A source which did not wish to be identified said it is believed that man had been shot three times in the chest, and investigators are now considering the burned home a homicide scene.
Sheriff Ron Lockhart and other investigators, the Oklahoma State Bureau of Investigation and the State Fire Marshal's office, were at the fire scene Wednesday afternoon looking for clues in the death of Shannon Bryan Southern, 20. Southern’s body was found in the burned-out home he was living in Tuesday morning. The house is one mile south of Muldrow Cemetery on Lee Chapel Road.
Family members said Southern often slept on the couch, and firefighters reported finding Southern’s body on the floor next to the couch after they had extinguished the blaze enough to search what remained of the house.
Southern lived in his grandfather’s old home for three months before the fire took his life, according to his step-grandmother Susie Lewis.
“We were informed someone might be in the house,” Muldrow Fire Chief Allen Faulkner said.
A 911 call was placed at 6:05 a.m. to the Muldrow Police Department, which dispatched Muldrow, Liberty and Roland Fire Departments to the burning home one mile south of Muldrow Cemetery on Lee Chapel Road.
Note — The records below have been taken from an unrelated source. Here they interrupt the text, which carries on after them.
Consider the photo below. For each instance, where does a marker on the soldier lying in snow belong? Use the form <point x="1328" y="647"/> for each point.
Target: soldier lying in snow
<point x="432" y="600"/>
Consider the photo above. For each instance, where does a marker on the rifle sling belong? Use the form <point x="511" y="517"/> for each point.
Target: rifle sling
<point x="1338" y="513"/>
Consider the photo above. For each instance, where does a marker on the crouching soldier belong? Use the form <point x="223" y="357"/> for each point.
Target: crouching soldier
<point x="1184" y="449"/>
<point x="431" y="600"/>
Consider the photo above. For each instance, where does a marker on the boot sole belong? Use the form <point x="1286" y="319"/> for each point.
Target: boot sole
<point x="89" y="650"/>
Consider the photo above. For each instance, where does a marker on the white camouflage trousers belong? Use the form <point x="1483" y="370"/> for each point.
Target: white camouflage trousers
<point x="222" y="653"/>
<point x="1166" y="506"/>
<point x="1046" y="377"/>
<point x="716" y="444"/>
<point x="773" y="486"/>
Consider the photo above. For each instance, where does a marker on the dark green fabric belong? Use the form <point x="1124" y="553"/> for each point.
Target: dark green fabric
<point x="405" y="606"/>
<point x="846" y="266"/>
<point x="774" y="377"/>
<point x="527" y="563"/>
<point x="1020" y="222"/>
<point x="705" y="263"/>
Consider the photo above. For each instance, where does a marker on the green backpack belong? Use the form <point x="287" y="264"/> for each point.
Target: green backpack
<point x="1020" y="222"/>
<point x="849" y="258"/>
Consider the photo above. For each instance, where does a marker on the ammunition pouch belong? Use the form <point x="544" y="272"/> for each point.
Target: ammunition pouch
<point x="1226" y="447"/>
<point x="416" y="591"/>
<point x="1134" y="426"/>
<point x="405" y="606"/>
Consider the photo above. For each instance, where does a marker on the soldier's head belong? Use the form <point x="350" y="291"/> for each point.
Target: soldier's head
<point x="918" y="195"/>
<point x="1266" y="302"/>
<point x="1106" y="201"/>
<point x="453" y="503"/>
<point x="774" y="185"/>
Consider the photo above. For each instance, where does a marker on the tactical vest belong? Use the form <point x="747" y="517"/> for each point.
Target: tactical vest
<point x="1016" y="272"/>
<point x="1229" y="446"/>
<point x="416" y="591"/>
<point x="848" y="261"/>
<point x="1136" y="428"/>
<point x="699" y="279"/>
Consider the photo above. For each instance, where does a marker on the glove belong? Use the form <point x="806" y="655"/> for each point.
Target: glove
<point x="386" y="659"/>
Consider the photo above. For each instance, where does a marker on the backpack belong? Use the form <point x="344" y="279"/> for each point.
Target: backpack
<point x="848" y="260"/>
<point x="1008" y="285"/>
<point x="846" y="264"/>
“His (Southern’s) mother was raised in this house,” Lewis said. “When Southern moved in he and his grandfather remodeled the inside of the house.”
Lewis said Southern and his grandfather Kenneth Lewis were very close.
“He called him son because he never had one. He had three daughters,” Susie Lewis said.
“Southern was very close to his family,” she continued. “He was his (grandfather’s) pride and joy.”
Southern’s body was found in the center of the home. Family members said he sometimes slept on the couch, which was located in the center of the home.
“He was such a friendly and cordial person. He had a lot of friends,” Susie Lewis said.
She said, “He has a little brother and a lot of close family members. It is so hard to deal with. Especially for his mother and Kenneth,” Susie said. “Kenneth and Shannon were so close.”
Faulkner said he was the first on the scene. He said when he arrived the metal roof was already sitting on the ground.
Faulkner said he couldn’t determine what time the fire started but the house had been burning for a while. He said 30 to 35 firefighters worked several hours to extinguish the blaze, which was still smoldering around 11 a.m.
The State Fire Marshal is investigating the cause of the fire. A spokesperson from the fire marshal’s office said Investigating Agent Mike Tubbs arrived on the scene shortly after the fire was reported. She said Tubbs was still investigating the cause of the fire at 2 p.m. Tuesday and was still unable to determine the cause at that time.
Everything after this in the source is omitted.